C’était le deuxième été qu’ils passaient dans ce réduit. Le jour, depuis deux heures déjà, était levé sur la plus célèbre forteresse d’Angleterre, cœur du royaume et symbole de la puissance de ses princes, sur la tour Blanche, construite par Guillaume le Conquérant et appuyée aux fondations mêmes de l’ancien castrum romain, sur cet immense donjon carré, léger malgré ses proportions gigantesques, sur les tours d’enceinte et les murs crénelés dus à Richard Cœur de Lion, sur le Logis du Roi, sur la chapelle Saint-Pierre, sur la porte des Traîtres. La journée serait chaude, pesante même, comme la veille l’avait été ; cela se devinait au soleil qui rosissait les pierres ainsi qu’à l’odeur de vase, un peu écœurante, montant des douves et de la Tamise toute proche dont l’eau baignait le remblai des fossés.[1]

Le corbeau Édouard avait rejoint les autres corbeaux géants sur la pelouse tristement fameuse, le Green, où l’on installait le billot les jours d’exécutions capitales ; les oiseaux y picoraient une herbe nourrie du sang des patriotes écossais, des criminels d’État, des favoris tombés en disgrâce.

On ratissait le Green, on en balayait les chemins pavés sans que les corbeaux s’effarouchassent ; car nul n’aurait osé toucher à ces animaux qui vivaient là, objets d’une vague superstition, depuis des temps immémoriaux.

Les soldats de la garde, sortant de leurs logis, achevaient hâtivement de boucler leur ceinturon ou leurs houseaux, coiffaient leur chapeau de fer, et se rassemblaient pour la parade quotidienne qui, ce matin, prenait une importance particulière car on était le 1er août, jour de Saint-Pierre-ès-Liens – auquel la chapelle était dédiée – et fête annuelle de la Tour.

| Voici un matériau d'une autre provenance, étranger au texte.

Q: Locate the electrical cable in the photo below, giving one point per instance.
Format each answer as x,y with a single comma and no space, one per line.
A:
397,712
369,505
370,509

Les verrous grincèrent à la porte basse de la cellule. Le geôlier porte-clefs ouvrit, jeta un regard à l’intérieur, et laissa entrer le barbier. Celui-ci, un homme à petits yeux, à nez long, à bouche ronde, venait une fois la semaine raser Roger Mortimer le Jeune. Pendant les mois d’hiver, cette opération était un supplice pour le prisonnier, car le constable Stephen Seagrave, gouverneur de la Tour,[2] avait déclaré :

— Si Lord Mortimer veut continuer d’être rasé, je lui enverrai donc le barbier, mais je n’ai pas obligation de le fournir d’eau chaude.

Et Lord Mortimer avait tenu bon, d’abord pour défier le constable, ensuite parce que son ennemi exécré le roi Edouard portait une jolie barbe blonde, enfin et surtout pour lui-même, sachant que s’il cédait sur ce point, il s’abandonnerait progressivement à la déchéance physique. Il avait sous les yeux l’exemple de son oncle, lequel ne prenait plus aucun soin de sa personne. Le menton broussailleux, les mèches éparses autour du crâne, le Lord de Chirk, après dix-huit mois de détention, avait l’apparence d’un vieil anachorète et se plaignait sans arrêt des multiples maux qui l’accablaient.

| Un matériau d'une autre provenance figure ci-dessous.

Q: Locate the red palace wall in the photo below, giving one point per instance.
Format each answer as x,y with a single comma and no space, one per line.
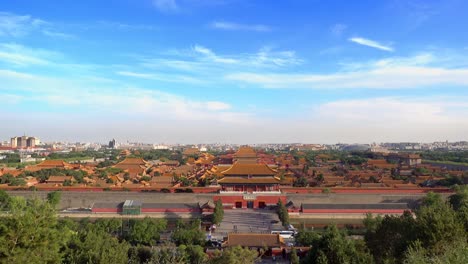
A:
353,211
229,201
106,210
146,210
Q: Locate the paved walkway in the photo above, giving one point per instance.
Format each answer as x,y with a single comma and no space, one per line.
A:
248,221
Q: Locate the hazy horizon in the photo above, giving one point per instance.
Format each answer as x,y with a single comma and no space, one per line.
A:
234,71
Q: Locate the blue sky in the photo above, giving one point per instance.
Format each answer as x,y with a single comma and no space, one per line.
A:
234,71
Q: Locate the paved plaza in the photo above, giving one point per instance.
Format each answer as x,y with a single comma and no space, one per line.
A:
247,221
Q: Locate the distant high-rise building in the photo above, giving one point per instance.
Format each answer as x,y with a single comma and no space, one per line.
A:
24,141
14,142
112,143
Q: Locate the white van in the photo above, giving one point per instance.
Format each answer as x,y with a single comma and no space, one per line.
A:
283,233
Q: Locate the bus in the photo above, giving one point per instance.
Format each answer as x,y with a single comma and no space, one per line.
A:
284,233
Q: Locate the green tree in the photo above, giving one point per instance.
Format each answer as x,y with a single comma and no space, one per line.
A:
335,248
456,253
146,231
194,254
188,234
294,257
92,245
5,200
218,212
54,198
307,238
30,234
111,226
282,212
459,202
388,238
438,224
235,255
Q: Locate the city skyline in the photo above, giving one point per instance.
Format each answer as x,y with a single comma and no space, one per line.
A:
234,71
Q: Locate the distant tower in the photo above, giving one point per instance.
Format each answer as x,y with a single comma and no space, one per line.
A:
112,143
14,142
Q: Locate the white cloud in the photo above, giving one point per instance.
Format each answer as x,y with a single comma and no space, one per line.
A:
124,100
166,5
236,26
370,43
212,56
15,25
57,34
18,55
390,73
385,119
161,77
338,29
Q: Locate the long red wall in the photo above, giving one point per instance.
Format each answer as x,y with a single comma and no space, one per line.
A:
353,211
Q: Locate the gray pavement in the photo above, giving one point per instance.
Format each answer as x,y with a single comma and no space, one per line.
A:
247,221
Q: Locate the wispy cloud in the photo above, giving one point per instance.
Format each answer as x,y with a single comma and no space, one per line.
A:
236,26
338,29
208,54
13,25
57,34
384,119
17,55
207,64
18,25
166,5
370,43
113,25
391,73
72,92
177,78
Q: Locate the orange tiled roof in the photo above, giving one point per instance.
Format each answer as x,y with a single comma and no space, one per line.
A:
249,169
59,179
245,152
53,164
133,161
256,180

— Seules les douleurs de mon pauvre corps, disait-il, m’assurent que je suis encore vivant.

Donc Mortimer le Jeune, semaine après semaine, avait accueilli le barbier Ogle, même lorsqu’il fallait casser la glace dans le bassin et que le rasoir lui laissait les joues sanglantes. Il en avait été récompensé, car il s’était aperçu au bout de quelques mois que cet Ogle pouvait lui servir de liaison avec l’extérieur. L’homme avait une âme étrange ; il était avide, et capable aussi de dévouement ; il souffrait d’une situation subalterne qu’il jugeait inférieure à son mérite ; l’intrigue lui offrait l’occasion d’une revanche secrète et d’acquérir, en partageant les secrets de grands personnages, de l’importance à ses propres yeux. Le baron de Wigmore était certainement l’homme le plus noble, à la fois de naissance et de nature, qu’il eût jamais approché. Et puis, un prisonnier qui s’obstine, même par temps de gel, à se faire raser, cela force l’admiration !

Grâce au barbier, Mortimer avait donc établi un lien, ténu mais régulier, avec ses partisans, et particulièrement avec Adam Orleton, l’évêque de Hereford ; par le barbier encore, il avait su que le lieutenant de la Tour, Gérard de Alspaye, pouvait être gagné à sa cause ; par le barbier toujours, il avait mis sur pied la lente machination d’une évasion. L’évêque assurait qu’il serait délivré à l’été. Et l’été était là…

À travers le judas ménagé dans la porte, le geôlier, de temps à autre, lançait un regard, sans suspicion particulière, par simple habitude professionnelle.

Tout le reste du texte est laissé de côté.